Even then, the exhausted bankers could still perform technical skills such as maths, “but everything that required creativity, judgement, ethics, broke down”, she explains. Her research describes a previously mild-mannered banker who flew into a rage at a taxi driver – banging on his windows and swearing – after not being able to open the car door.
Academics’ workweeks, as long as they are, are not nearly as lengthy as those on Wall Street (yet). But Michel suggests that they are nevertheless far too long. Four hours a day is probably the limit for those looking to do genuinely original research, she says. In her experience, the only people who have avoided burnout and achieved some sort of balance in their lives are those sticking to this kind of schedule.

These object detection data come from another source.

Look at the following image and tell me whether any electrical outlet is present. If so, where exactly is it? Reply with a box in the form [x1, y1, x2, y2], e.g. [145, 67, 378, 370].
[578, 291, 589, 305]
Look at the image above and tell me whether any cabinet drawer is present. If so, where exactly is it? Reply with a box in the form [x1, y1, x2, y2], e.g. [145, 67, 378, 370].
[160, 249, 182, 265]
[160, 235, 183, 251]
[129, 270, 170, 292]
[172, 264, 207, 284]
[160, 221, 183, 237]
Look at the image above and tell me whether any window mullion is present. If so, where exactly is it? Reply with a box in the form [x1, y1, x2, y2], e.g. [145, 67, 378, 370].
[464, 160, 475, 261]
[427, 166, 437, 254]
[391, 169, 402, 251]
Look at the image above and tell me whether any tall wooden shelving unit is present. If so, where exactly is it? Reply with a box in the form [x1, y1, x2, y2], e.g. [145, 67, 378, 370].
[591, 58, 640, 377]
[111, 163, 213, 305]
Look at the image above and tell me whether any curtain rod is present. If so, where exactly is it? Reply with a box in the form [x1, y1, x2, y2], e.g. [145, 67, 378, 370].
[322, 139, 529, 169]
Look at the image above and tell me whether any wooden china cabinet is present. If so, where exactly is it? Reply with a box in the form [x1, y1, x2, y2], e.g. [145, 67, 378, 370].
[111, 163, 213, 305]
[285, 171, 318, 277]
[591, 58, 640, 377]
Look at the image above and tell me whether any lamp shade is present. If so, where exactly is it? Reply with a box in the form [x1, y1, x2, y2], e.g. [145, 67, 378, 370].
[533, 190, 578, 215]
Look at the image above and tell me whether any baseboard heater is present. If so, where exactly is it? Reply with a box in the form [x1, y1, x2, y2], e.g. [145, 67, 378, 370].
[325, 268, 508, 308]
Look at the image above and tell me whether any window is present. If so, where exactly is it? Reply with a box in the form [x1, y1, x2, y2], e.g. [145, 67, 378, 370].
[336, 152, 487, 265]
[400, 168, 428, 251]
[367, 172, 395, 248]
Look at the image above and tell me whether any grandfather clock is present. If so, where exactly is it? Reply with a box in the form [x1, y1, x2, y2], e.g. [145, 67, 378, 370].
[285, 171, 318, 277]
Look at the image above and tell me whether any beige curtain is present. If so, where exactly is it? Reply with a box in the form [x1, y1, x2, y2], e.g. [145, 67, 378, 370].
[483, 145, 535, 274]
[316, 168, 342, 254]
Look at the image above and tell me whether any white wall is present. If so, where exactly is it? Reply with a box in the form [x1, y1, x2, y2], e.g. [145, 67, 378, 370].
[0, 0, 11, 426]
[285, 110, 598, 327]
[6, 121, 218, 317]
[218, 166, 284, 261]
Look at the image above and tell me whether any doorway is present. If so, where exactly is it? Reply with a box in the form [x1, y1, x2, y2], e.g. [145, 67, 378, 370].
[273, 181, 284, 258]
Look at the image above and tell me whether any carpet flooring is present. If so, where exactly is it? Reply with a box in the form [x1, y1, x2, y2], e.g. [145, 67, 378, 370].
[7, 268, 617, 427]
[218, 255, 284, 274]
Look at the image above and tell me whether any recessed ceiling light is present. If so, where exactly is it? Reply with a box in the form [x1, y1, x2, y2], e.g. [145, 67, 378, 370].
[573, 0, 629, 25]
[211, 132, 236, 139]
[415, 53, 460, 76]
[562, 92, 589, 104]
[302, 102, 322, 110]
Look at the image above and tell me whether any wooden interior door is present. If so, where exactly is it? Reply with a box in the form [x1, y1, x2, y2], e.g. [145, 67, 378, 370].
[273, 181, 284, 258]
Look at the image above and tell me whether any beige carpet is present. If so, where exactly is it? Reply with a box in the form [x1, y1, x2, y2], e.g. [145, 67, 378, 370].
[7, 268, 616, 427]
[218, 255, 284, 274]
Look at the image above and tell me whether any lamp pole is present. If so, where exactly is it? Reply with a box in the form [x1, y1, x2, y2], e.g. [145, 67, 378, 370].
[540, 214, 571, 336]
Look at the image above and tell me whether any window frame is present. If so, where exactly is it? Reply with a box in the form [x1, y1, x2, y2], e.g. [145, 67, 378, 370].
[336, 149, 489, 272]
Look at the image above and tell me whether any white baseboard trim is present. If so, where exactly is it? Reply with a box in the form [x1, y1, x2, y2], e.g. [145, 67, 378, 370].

Another academic study, published last year, examined the working patterns of more than 100 employees at a global strategy consulting firm. While some put in 80-hour workweeks, travelling overnight to meet clients at the drop of a hat, others managed to cut this down to 50 or 60 hours without bosses noticing. “A critical implication of this research is that working long hours is not necessary for high quality work,” wrote co-author Erin Reid, an assistant professor of organisational behaviour at Boston University’s Questrom School of Business.
Why, then, do some academics work such long hours if there is little productivity benefit?
“Academics are unusual in the sense that most of us continue to put in long hours even after we achieve tenure,” says Andrea Prat, a professor of economics at Columbia University who has studied time use by chief executives. “It can only mean that we really love what we do.”
Oriana Bandiera, a professor of economics at the London School of Economics who also worked on the time-use project, agrees. “Senior tenured professors could easily do compulsory tasks in 35 hours, and they face no pressure to abide to prevailing cultural norms as they have little to prove – yet most of those I know (including myself) work double that and enjoy it.”
But Michel is sceptical. Many of the 100-hour bankers and consultants she interviewed also claimed that they loved what they did.
Instead, she thinks that because academics do not have their hours strictly defined and regulated (as manual workers do), “other controls take over. These controls are peer pressure.”
At parties, Michel is constantly asked what she has published recently. Working at the weekend is a “badge of honour” for academics, she says. And because knowledge workers, be they academics or bankers, are constantly competing against each other, their hours keep ratcheting up.